The only thing that was disappointing about the dinner was that it was actually not included in the price of the room (only breakfast was). We paid a little over $100 a person since we also added sake and whiskey, but I would say it’s well worth it compared to some of the more expensive tasting menus in western restaurants.
For breakfast, we were also able to schedule the time for the meal service, so we picked a late time after we had gone out for an early morning walk. Unlike dinner, it was served in one giant course that I was barely able to finish, even after the walk. As you can see above, the meal contained a multitude of small dishes alongside the “main course” of the ginseng porridge in the bottom left.
Service and Amenities
During our entire stay, it felt like we were the only guests at the inn. We had the same staff member attending to us during the entire evening and she was very respectful in a traditional Japanese way. For example, during our dinner, she would bring each course, and after explaining the dish, she would close our sliding doors to give us privacy and wait outside for the kitchen to bring her the next course. Many of us who are used to western culture may not be entirely comfortable with the near servant-like attitudes of these staff members, especially when they seem to apologize for every little thing that may not make us perfectly comfortable.

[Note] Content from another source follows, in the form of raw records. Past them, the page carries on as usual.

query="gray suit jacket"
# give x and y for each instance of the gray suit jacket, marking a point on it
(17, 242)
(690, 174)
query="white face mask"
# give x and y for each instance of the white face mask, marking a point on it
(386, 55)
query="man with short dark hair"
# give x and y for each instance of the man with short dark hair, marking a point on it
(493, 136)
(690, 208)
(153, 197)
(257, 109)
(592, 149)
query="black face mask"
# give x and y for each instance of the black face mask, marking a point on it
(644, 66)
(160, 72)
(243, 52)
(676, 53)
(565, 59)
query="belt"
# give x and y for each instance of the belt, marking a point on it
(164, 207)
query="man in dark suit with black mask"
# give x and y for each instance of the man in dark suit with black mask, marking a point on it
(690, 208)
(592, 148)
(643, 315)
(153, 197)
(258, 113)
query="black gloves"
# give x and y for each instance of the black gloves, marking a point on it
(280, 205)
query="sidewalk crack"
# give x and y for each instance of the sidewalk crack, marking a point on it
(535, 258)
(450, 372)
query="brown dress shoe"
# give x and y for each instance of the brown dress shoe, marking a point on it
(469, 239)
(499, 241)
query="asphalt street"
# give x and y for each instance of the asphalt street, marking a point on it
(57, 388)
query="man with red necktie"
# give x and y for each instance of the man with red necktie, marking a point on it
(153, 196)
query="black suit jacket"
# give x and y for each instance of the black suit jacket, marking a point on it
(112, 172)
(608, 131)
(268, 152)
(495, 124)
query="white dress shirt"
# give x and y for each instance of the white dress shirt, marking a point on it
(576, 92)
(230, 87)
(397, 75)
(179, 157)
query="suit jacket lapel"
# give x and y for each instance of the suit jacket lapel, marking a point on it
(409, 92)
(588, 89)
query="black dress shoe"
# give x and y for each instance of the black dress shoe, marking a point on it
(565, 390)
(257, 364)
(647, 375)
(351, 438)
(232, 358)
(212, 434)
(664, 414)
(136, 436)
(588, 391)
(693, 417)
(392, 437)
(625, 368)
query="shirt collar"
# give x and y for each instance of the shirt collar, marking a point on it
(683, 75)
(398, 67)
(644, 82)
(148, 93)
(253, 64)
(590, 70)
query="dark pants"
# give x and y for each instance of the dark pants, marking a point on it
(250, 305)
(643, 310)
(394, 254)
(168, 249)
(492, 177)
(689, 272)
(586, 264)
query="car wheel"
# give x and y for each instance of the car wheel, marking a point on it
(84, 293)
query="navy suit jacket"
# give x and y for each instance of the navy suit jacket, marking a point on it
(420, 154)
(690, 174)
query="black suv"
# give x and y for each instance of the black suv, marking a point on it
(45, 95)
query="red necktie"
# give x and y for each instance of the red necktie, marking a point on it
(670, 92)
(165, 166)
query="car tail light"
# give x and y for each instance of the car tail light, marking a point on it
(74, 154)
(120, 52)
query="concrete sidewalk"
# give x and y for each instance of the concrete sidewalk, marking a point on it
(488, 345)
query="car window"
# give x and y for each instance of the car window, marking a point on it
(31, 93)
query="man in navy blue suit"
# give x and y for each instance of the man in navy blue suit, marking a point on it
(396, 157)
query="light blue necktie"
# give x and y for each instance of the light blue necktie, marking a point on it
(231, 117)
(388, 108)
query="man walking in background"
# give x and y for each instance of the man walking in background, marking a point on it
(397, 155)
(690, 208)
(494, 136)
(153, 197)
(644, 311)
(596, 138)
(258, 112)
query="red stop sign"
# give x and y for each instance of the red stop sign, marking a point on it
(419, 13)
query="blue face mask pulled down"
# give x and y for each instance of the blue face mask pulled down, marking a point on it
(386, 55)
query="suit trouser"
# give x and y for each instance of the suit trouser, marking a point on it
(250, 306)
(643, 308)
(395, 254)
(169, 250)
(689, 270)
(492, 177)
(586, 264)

After the dinner, I ventured out to the public bath in the inn. The men’s side was empty except for one guy who was on his way out, so I had the entire place to myself. The area was separated into three rooms: an entrance with showers and washing sinks, an indoor hot water bath, and an outdoor bath. The communal area was peaceful and relaxing and it was great to unwind there after a long day of walking around.
After spending some time at the public baths, we got ready for the massage we had scheduled earlier. Scheduling the massage was as easy as calling the front desk and giving them the time. At precisely 10:30pm, two massage therapists showed up at our room door and we received the massages on our futons in our rooms. The prices were actually reasonable (about $60 for a 60-minute massage) since the ryokan didn’t have massage therapists in-house but instead worked with an outside business.

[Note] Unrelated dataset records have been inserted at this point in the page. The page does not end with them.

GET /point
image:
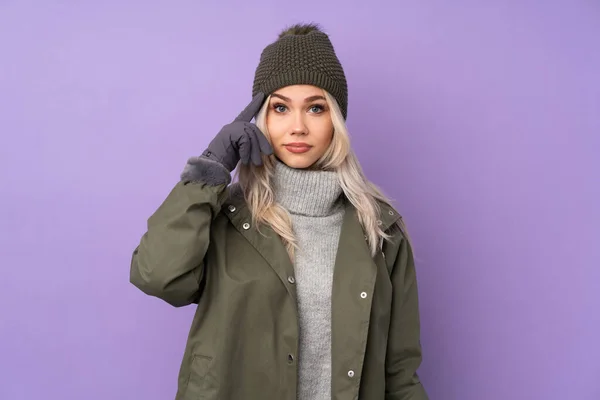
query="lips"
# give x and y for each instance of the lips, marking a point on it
(297, 147)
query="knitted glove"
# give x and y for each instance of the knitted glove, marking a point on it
(240, 140)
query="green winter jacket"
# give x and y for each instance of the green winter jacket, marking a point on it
(200, 247)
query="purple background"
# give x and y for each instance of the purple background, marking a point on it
(480, 118)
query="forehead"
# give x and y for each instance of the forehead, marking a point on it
(299, 92)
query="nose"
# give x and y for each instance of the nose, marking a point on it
(298, 125)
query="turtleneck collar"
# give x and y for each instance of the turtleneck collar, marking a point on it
(314, 193)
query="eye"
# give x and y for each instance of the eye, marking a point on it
(317, 108)
(279, 108)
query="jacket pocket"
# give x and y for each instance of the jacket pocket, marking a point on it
(196, 387)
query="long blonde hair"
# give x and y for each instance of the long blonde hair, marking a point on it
(339, 157)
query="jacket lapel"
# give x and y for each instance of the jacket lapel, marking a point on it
(353, 286)
(266, 242)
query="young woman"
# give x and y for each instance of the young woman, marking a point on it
(302, 272)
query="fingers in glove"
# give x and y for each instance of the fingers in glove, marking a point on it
(245, 147)
(263, 142)
(255, 148)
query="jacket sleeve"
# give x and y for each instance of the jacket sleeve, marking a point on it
(403, 356)
(168, 263)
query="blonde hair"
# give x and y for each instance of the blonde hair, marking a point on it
(339, 157)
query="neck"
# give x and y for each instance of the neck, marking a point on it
(308, 192)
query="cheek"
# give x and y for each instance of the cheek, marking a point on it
(325, 134)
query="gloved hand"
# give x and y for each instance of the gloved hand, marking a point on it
(240, 140)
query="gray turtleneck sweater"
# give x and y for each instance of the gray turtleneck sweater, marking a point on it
(314, 201)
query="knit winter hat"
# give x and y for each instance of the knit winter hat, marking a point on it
(303, 54)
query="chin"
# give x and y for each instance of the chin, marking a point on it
(297, 161)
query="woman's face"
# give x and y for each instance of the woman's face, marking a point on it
(299, 123)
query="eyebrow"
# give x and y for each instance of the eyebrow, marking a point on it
(308, 99)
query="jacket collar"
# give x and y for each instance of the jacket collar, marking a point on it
(388, 216)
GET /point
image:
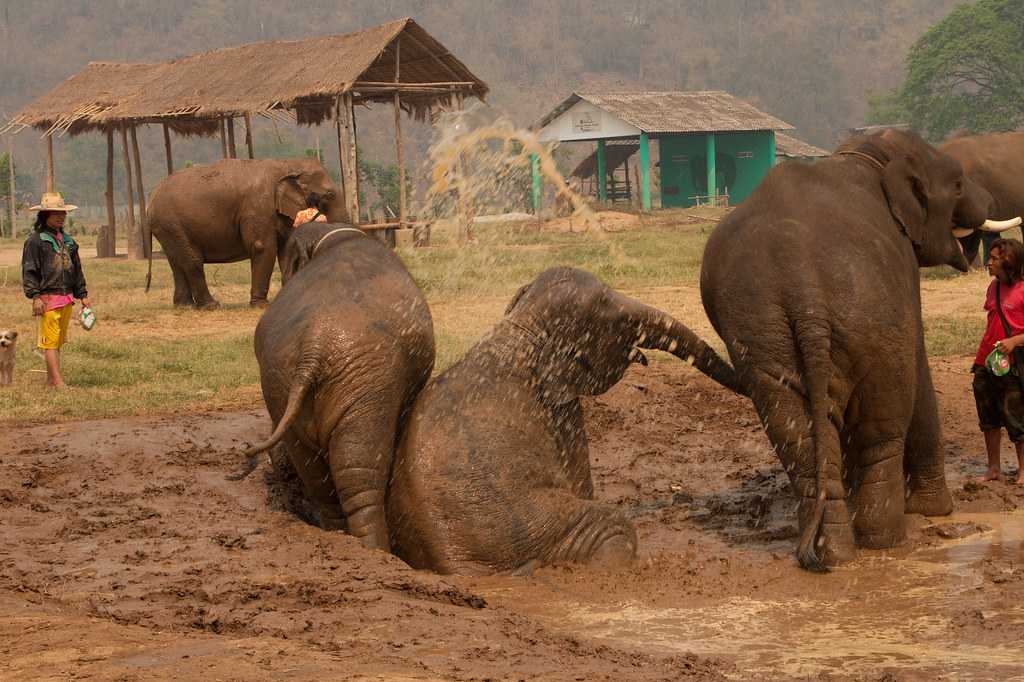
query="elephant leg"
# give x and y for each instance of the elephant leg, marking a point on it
(182, 293)
(785, 417)
(196, 275)
(315, 475)
(360, 453)
(878, 495)
(261, 270)
(927, 491)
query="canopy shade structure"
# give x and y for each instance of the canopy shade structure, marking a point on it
(303, 81)
(193, 93)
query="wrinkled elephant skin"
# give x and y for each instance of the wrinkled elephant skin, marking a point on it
(813, 285)
(229, 211)
(343, 350)
(493, 471)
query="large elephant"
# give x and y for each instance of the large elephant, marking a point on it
(343, 350)
(493, 471)
(229, 211)
(813, 285)
(993, 163)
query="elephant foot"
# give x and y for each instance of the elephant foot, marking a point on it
(931, 503)
(614, 552)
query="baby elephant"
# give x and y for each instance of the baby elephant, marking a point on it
(493, 471)
(343, 350)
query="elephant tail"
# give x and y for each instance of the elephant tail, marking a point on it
(148, 273)
(813, 344)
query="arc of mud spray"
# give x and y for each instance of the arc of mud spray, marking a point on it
(445, 158)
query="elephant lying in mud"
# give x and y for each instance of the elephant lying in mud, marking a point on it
(233, 210)
(493, 471)
(343, 350)
(813, 284)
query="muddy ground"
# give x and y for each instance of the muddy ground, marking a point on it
(126, 554)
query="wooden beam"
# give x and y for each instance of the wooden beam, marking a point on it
(167, 150)
(133, 235)
(249, 135)
(143, 223)
(232, 152)
(397, 135)
(342, 150)
(49, 163)
(353, 161)
(111, 221)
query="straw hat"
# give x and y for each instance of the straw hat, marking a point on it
(53, 202)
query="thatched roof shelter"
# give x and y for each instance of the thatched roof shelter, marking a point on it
(304, 76)
(306, 81)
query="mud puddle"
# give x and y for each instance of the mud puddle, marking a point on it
(880, 613)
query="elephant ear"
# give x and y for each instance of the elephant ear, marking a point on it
(289, 196)
(906, 189)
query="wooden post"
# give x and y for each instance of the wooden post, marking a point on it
(10, 186)
(249, 135)
(133, 237)
(142, 222)
(49, 163)
(111, 223)
(353, 161)
(342, 151)
(644, 172)
(397, 137)
(232, 152)
(712, 171)
(167, 150)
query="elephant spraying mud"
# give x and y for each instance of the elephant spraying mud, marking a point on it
(493, 471)
(343, 350)
(813, 284)
(232, 210)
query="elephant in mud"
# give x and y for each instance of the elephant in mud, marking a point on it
(813, 284)
(232, 210)
(493, 470)
(993, 163)
(343, 350)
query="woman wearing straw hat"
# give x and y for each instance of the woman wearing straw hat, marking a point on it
(52, 278)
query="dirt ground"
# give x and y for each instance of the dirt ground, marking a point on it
(128, 555)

In the morning before we left, we finally spent some time in our backyard and the private onsen that received its water directly from the hot springs of the Arashiyama mountains. The main reason we didn’t check it out the previous evening was that during summer nights, many insects (some quite large) enjoy hanging out in the backyard area since the ryokan is a source of light in the mountainous forests of Arashiyama. It was a luxurious experience for sure, and the view was amazing as well. But was it worth it?
In the end, I definitely do not regret staying at Ryotei Rangetsu during my trip to Kyoto and I highly recommend it if you’re interested in a traditional Japanese ryokan. However, I would skip out on the private onsen. All in all, we paid about $800 for the room for one night because of it ($1,000 if you include dinner), and the price goes down to around $400 (still not cheap, but much more reasonable) if you get a room without a private bath! Plus, the public baths are great and likely will not have many people anyway, so the private onsen is not really necessary.
I hope you enjoyed this post and will give traditional ryokans a thought when you visit Japan in the future. I’m excited to hear your experiences too, since I only stayed at this one particular ryokan during my visit.